Special Counsels, Independent Counsels, Principal Officers, Inferior Officers, Employees -- Lions and Tigers And Bears -- Oh My!!!!
Did Attorney General Garland Violate the Constitution by Appointing Jack Smith as a "Special Counsel"?
Yesterday the Judge in the Florida documents case held a hearing on the motion to dismiss filed by the Trump defense on the basis that Speçial Counsel Jack Smith is not lawfully occupying the office to which Attorney General Merrick Garland appointed him into.
This is a convoluted legal problem that — for lack of a better description — pits an accepted modern practice based on necessity against the formulations of Executive Power established by the Founders and only obliquely spelled out in various documents that date back to the drafting of the Constitution.
The modern practice is to appoint a “special prosecutor” whenever a matter arises that requires a criminal investigation but the subject matter is such that the DOJ is going to be seen as “biased” primarily due to political considerations.
The historical problem is that the framers of the Constitution wanted the exercise of executive power to be accountable, and that the limits of executive power be subject to the kinds of “checks and balances” reflected by the requirement that some Executive Branch offices be subjected to Senate confirmation.
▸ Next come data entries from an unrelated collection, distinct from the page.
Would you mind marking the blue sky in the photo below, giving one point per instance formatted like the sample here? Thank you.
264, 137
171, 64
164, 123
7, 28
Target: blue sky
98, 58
On February 22, 2024, the Trump legal defense made a Motion to Dismiss the Indictment on the grounds that Jack Smith, a private citizen when chosen, is not able to hold the “Office” of “Special Counsel” given that he was not appointed by the President and confirmed by the Senate, which are requirements for any individual who occupies an “Office of the United States.”
This motion tracks an Amicus brief filed by former Attorney General Edwin Meese in the Court of Appeals for the District of Columbia when FPOTUS Trump’s motion to dismiss based on immunity was pending before that Court. But Trump’s defense had not raised the issue in the District Court. Because of that, it was not something that the Trump defense could raise for the first time in the appeals court. When the immunity issue was heard by the Supreme Court, Justice Thomas asked the attorney representing FPOTUS Trump if they were making this claim and the response was “No” - not in the D.C. case. But the motion had been filed in the Florida case at the time of the April oral argument before the Supreme Court.